"The Heroines of the Poets." Current Literature XIX: 5 (May 1896), p391.


To those who hold fellowship with the poets a fair world is ever open, and fairest of its visions are the poets' ideals of womanhood. They move a stately throng, those radiant creations of the singers' fancy. They wear the coronet of beauty, and their scepter is the golden-hearted chalice of purity. All grace and loveliness is theirs. What the heart of man admires in woman, they possess. They are dreams; dreams that express humanity's desire for perfection; dreams that exalt woman­hood, and sound the key note of a loftier life. Filled as poetry is with the glamour of love and the glory of woman, it is surprising that so few poets have drawn heroines that are enduring types, familiar and beloved. A few characters there are whom artists paint, and maidens worship, and the people know as they know the heroes of their nation's history. But they are very few. Most of the poetic creations are vague images that move through the measures of a song, but have not "local habitation and a name." None of the older poets have given us a well-known heroine. Chaucer's Legende of Goode Women, while it is a tribute to the worth and virtue of woman, presents no distinct character to be remembered and sung of and painted. Spenser's Epithalamium is the most beautiful bridal hymn in all literature, yet it has not immortalized the fair Elizabeth. Neither Milton, Dryden, Pope, Goldsmith nor Cowper created any conspicuous ideals of womanhood.

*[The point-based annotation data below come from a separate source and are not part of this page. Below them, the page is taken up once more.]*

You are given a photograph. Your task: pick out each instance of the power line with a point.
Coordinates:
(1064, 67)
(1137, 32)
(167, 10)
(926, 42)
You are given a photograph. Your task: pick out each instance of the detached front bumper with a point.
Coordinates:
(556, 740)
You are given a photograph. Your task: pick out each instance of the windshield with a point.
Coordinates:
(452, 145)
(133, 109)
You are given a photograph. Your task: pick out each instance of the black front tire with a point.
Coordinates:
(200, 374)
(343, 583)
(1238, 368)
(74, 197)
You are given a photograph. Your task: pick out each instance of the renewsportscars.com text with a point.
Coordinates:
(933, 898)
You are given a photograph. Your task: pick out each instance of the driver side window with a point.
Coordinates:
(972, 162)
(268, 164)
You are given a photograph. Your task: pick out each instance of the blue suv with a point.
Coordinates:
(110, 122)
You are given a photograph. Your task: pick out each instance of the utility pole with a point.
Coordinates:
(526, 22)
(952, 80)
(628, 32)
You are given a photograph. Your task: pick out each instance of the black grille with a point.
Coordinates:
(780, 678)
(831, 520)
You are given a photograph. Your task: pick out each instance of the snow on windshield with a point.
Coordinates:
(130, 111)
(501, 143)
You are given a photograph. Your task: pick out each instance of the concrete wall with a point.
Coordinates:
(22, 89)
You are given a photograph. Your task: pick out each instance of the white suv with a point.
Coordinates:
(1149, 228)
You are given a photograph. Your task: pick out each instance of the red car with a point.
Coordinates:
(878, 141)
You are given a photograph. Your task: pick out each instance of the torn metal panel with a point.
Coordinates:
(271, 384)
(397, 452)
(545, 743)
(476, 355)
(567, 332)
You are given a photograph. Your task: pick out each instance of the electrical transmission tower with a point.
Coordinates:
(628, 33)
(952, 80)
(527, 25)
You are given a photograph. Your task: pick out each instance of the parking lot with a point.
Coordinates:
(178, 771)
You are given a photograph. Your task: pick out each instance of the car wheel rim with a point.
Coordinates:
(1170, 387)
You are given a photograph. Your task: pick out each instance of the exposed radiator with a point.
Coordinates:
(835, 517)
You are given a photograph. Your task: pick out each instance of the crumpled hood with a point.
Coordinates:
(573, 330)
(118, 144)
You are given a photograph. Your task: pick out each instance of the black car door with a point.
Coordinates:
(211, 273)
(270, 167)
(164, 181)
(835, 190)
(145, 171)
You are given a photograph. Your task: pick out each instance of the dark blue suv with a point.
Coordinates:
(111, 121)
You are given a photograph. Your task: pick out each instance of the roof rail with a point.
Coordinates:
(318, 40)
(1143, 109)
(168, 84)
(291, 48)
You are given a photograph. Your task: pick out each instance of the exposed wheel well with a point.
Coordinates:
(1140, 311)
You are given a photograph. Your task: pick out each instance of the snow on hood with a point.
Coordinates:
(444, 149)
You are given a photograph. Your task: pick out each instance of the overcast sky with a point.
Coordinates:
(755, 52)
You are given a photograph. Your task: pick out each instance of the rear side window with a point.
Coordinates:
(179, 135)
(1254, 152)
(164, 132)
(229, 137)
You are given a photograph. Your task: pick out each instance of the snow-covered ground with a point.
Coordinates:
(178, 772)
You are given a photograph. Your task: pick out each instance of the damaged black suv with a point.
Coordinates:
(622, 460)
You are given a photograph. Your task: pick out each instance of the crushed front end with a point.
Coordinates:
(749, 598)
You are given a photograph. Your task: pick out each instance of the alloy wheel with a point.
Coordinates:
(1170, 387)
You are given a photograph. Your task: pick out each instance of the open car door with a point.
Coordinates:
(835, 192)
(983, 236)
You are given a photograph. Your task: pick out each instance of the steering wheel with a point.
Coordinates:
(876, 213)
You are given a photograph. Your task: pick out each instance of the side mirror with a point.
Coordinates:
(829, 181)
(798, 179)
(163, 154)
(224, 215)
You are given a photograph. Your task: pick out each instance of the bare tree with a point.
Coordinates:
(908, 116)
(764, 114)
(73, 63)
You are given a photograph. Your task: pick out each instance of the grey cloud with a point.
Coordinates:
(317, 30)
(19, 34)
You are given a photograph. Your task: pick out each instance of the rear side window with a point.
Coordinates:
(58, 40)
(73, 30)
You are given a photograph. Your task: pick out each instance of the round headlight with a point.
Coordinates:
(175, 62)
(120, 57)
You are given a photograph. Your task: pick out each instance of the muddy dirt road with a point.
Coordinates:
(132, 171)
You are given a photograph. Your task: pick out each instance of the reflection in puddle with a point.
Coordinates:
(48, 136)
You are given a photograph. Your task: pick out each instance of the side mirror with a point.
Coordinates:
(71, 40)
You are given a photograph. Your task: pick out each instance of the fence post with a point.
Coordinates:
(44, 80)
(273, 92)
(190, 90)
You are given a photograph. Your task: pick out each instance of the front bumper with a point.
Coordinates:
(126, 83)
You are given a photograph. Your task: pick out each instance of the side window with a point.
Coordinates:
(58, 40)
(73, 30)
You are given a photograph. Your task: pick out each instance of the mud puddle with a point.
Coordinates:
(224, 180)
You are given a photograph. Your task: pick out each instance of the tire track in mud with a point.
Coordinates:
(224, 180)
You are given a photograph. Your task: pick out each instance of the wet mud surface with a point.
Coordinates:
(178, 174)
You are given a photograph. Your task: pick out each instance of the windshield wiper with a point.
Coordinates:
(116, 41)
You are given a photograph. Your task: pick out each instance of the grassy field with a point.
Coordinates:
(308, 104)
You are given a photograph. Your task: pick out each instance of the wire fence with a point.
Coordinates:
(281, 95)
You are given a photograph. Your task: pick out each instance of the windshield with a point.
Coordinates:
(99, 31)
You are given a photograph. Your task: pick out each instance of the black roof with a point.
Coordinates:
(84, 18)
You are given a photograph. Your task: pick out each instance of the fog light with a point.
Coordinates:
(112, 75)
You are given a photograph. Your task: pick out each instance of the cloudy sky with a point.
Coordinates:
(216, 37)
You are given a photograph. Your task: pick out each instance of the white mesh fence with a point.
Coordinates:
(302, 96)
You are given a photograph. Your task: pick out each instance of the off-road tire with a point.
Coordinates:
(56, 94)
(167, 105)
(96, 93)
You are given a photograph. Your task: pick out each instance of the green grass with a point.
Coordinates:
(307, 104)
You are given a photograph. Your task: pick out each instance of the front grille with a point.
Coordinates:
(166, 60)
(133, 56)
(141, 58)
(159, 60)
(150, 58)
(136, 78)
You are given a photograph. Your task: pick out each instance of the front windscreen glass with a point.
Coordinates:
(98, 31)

With the dawn of romantic poetry, woman's place in song became more prominent. Burns, prince of romantic poets, has given to the world a port­folio of sweet girl faces from Handsome Nell to Jean and Highland Mary. Scott was the first poet to create an immortal heroine of sustained narrative poetry. The Lady of the Lake is the first and one of the most prominent of the ideal women of verse. It is more as a sculptured goddess or a sylvan priestess than a mere earthly maiden that we remember fair Ellen. She floats above the poem rather than lives in it. She is too ethereal to be loved as a personality. Byron, with all his intensity and experience, has drawn no heroine of any merit. The casual reader can scarcely recall a woman's name in his poems. He has no power of delineating human nature. His heroines are all of the Oriental type and he pictures them with superficial, amorous fancy. One gem stands forth pre-eminent among his poems. It is that lofty ideal of womanhood exquisitely expressed in the Hebrew melody beginning:

"She walks in beauty, like the night
Of cloudless climes and starry skies."

Mrs. Browning's Aurora Leigh is a character familiar to people of literary taste, but she is too abstruse and metaphysical to be really human. Wordsworth has given us only detached bits of description of women. Yet there is perhaps no poem so often quoted in praise of woman as those striking and dainty verses beginning:

"She was a phantom of delight
When first she gleamed upon my sight;
A lovely apparition sent
To be a moment's ornament;
Her eyes as stars of twilight fair;
Like twilight's, too, her dusky hair;
But all things else about her drawn
From May-time and the cheerful dawn;
A dancing shape, an image gay,
To haunt, to startle, and waylay."

Tennyson has produced more strong and varied sketches of women than any other of the poets. The Princess, Maud, Dora, Lady Clare -- a dozen names rise to the lips. But his treatment is cold and analytical and it robs his creations of the spontaneous fervor necessary to make them living personalities. His celebrated stanzas at the close of The Princess contain the most lofty and beautiful exposition of the inequality and interdependence of man and woman to be found in literature. His whole gospel is summed up in the lines:

"Till at the last she set herself to man,
Like perfect music unto noble words."

Owen Meredith's Lucile is a beautiful embodiment of womanhood, and a character dear to modern taste. Poe's Lenore is a familiar figure. But it is the humbler poets who have produced the most realistic types. Maud Muller is known to every child. The most widely known and best beloved and, therefore, in one sense, the greatest poetic ideals of woman are Longfellow's Priscilla and Evangeline. They are so idyllicly feminine and sweetly human that we love as well as admire them. Whether seated at the spinning wheel or standing upon the shore or riding in the quaintly picturesque bridal procession, Priscilla is to be found in every home of culture and every gallery of art. And Evangeline, both as the Acadian maiden and the aged nurse, is as well known as a historic character. Longfellow approaches the subject of woman with all a poet's courtly reverence, as a king might approach a sanctuary. The theme is one that has inspired poets to their noblest efforts, and comment upon their work is weak and tame. It is a practical and a cynical age and we would do well to revise our standards of womanhood by the poets' ideals.